Speaking Thursday at , Malcolm Wright, the advisory council chair at trade group Global Digital Finance, sounded pessimistic about the impending review.

“One could perhaps conclude that there’s not enough progress on licencing, that the industry is still not progressing fast enough to respond to compliance and particularly the travel rule,” said Wright, who stressed his view was coming from outside FATF’s consultation process and that it was also partly his opinion. 

“And there’s not enough coordinated regulatory frameworks. That is, at the moment, each country is kind of doing its own thing, which makes compliance actually very difficult for us,” said Wright, whose day job is as chief compliance officer at 100x Group, the operator of crypto derivatives exchange BitMex.

If he is correct, the FATF may start to publicly call out jurisdictions it deems to be lagging behind when it comes to crypto and where regulatory arbitrage, or exploitation of loopholes, may be taking place. That could prompt regulators and law enforcement, especially in the U.S., to take a tougher stance toward crypto exchanges and other service providers in far-flung jurisdictions that do business with Americans.

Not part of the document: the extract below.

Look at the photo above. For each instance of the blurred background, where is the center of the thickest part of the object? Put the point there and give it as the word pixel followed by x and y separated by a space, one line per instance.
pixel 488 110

It’s not been easy grafting AML strictures from the traditional financial world onto the pseudonymous-by-design cryptocurrency space. So far, the FATF recommendations have spawned a range of technical solutions, to some extent creating problems when these new systems don’t work in conjunction with each other.

DeFi dragnet

Concerning areas of unevenness in the FATF guidance given thus far, Wright pointed to the emerging area of decentralized finance (DeFi), where strangers on the internet can lend each other money and charge ample fees.

The original capture of DeFi in the eyes of the FATF, which happened in 2019, involved the owner or operator of a decentralized application used to exchange value, fiat or virtual currency being classed as a virtual asset service provider (VASP) and so falling within regulations. But this was later widened to include any provider that may develop or operate a DeFi platform, even if they have no interaction with users or collect no fees.

“So that would be unlikely to facilitate money laundering or even to have any means to interrogate data, or to report to authorities,” said Wright, who joined 100x last year as its first-ever compliance chief after BitMex ran afoul of U.S. authorities.

This is further complicated by FATF’s core concept of having a level playing field towards regulation, Wright added, since centralized crypto finance (CeFi) and DeFi are constructed and operate so differently from one another.

“To attempt to regulate on the basis of functional equivalency alone – for example, a CeFi and DeFi exchange both conduct token exchange – that will be troublesome,” Wright said. “The unintended consequence of the current drafting could be to end up regulating far more parties than necessary to meet their [FATF’s] AML objectives.”